Pioneer SA-8500 II Amplifier Review

Whilst the available number of inputs are limited to two phono cartridges, tuner and auxiliary plus two tape units, the facilities offered by the Pioneer SA-8500 II amplifier are comprehensive and the number of inputs should be adequate for most practical installations.

All input impedances and levels are well conceived, with a bonus that the capacitive components of the phono input impedance can be switch-selected by a small front panel control which is calibrated as 100/200/300/400pF but in fact gave input capacitances of 35/120/235/345pF. In practice the available selection is fine, and this facility is a very useful one.

A high pass and a low pass filter may be switch selected, both being 6dB per octave filters with sensible turnover frequencies. It is felt however that the rate of attenuation of the high pass filter should have been more, so far as the phono input is concerned.

The Pioneer SA-8500 II has treble and bass tone controls, but no presence control, the tone controls being eleven position switches which operate in conjunction with further switches which select the turnover frequency from a choice of three in each case. This arrangement gave excellent subjective results and the steps of cut and boost were adequately small whatever the selected turnover frequency.

Like the tone controls, the volume control is also a switched attenuator which works in conjunction with a ‘mute’ switch which provides an extra 20dB of attenuation over and above the volume control range of 70dB in 2dB steps plus an ‘off’ position.

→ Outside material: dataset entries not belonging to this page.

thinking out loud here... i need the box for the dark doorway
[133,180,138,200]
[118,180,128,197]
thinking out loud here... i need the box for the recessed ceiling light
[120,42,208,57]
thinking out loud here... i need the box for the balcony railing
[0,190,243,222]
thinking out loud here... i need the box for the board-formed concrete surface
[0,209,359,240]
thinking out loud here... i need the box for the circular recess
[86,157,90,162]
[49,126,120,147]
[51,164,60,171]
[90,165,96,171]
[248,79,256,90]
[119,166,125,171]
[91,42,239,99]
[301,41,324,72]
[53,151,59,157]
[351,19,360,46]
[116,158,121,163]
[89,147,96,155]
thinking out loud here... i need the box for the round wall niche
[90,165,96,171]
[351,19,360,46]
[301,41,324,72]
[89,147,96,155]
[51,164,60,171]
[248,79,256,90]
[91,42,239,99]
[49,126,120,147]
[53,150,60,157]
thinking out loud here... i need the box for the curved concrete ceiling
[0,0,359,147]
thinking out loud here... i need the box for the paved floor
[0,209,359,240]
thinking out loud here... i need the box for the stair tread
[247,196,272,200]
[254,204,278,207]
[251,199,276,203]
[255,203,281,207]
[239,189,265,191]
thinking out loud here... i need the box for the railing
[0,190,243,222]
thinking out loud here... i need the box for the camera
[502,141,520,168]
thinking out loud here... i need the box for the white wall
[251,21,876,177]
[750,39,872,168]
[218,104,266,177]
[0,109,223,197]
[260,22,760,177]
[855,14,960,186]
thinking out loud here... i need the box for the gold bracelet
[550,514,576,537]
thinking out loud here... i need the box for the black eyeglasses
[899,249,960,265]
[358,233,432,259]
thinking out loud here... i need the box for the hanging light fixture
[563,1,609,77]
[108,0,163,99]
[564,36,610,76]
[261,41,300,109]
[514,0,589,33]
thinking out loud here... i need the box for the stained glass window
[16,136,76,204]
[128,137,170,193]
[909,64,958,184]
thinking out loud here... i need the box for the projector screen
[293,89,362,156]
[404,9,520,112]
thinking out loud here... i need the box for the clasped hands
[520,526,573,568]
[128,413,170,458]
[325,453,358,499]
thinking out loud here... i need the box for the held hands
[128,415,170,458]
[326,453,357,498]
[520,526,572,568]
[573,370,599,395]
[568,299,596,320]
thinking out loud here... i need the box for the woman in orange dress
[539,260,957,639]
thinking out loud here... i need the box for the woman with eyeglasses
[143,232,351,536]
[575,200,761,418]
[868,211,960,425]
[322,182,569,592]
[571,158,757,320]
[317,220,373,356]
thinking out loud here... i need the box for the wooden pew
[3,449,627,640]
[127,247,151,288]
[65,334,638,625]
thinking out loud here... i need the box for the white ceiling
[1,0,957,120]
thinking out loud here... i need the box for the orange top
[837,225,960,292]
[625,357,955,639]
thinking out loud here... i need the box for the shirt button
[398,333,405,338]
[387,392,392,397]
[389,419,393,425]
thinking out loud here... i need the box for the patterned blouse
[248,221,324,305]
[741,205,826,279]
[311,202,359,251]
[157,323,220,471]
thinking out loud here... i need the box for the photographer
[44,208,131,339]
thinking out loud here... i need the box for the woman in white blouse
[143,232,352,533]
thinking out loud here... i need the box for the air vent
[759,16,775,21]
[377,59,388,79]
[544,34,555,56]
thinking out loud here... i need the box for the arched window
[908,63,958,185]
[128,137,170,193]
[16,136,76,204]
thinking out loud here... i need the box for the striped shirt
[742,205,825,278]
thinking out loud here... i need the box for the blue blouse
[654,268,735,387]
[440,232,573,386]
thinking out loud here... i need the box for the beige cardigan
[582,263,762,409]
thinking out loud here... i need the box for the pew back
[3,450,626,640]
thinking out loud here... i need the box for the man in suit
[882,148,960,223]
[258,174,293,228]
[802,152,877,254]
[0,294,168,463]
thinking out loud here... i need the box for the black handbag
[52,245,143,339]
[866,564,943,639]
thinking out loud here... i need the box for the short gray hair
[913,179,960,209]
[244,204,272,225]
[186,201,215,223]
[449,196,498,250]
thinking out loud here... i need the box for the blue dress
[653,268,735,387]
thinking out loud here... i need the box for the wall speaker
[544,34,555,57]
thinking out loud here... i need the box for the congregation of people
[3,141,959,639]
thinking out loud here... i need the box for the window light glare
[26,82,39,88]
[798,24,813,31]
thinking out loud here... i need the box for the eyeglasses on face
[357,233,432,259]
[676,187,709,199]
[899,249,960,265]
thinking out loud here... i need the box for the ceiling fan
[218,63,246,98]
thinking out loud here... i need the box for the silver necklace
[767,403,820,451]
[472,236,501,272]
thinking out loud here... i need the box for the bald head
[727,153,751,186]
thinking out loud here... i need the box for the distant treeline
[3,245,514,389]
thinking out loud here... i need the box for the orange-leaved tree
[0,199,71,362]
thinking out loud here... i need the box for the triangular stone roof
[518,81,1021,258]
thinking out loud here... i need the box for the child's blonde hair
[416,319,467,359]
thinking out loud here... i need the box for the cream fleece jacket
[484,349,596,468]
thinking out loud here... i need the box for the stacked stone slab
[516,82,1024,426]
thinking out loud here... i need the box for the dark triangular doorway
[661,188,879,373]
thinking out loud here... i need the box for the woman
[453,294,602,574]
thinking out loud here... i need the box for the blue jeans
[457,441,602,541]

This range was quite adequate for both loudspeaker and headphone listening, and the balance between channels was unaffected by the volume control or by the tone controls.

The balance control itself is of the full range variety which can cut off either loudspeaker, but the operation around the centre position was generally good for correcting balance, but can be bettered.

Further front panel controls include a mode switch which has stereo, reverse stereo, left, right and sum positions. In addition, there are tape monitor and tape dubbing switches for the two tape connections, one of which has a DIN compatible connector in addition to the phono sockets which are used for all inputs.

The rear panel includes phono sockets for access to the output of the pre-amplifier and the input to the power amplifier for inserting equalizers etc and the clip type terminals for two sets of loudspeakers. Either or both of the sets of loudspeakers can be selected by a front panel selector switch which also has an ‘off’ position. Also on the front panel there is a standard headphone jack socket.

The overall standard of construction was good, but it was noted that no components on the good printed circuit boards were identified for servicing, and whilst the instructions include a circuit diagram, no layout information is provided.

From an operational point of view this amplifier gave good performance, with all controls behaving well and no troubles from switch clicks or crosstalk between inputs or across the tape monitor switch.

The rated power of 60W per channel was readily available into 4 ohms or 8 ohms, with a good harmonic distortion performance and intermodulation distortion performance at audio frequencies. However, the intermodulation distortion rose to a rather high level outside the audio band at half power.

The noise performance of all inputs was very good and the amplifier generally gave a good account of itself, and considering its price it is felt that this unit has a lot to offer.